Much blood has been shed in Nakhonay. In the last year here, IEDs killed at least five of the 17 Canadians who died in Afghanistan. Scores more have been injured.

"Nakhonay is a difficult nut to crack," Maj. Frank Dufault, the deputy commander of Canada's battle group in Afghanistan, said recently.

Scherrer's death shatters a period of relative calm for Canadian troops in Kandahar.

It is the first Canadian fatality in Afghanistan since Dec. 18, when Cpl. Steve Martin died from an IED during a foot patrol, also in Panjwaii.

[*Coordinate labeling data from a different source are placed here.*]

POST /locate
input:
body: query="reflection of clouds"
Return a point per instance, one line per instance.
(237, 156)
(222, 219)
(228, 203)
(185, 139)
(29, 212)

It comes as Canada prepares to wind down combat operations in Kandahar in July and take on a training role that would focus on security, medical and literacy skills.

The latest death brings to 155 the total number of Canadian military members who have died as part of the Afghan mission since it began in 2002.

Two aid workers, a diplomat and a journalist have also been killed in the war-torn country.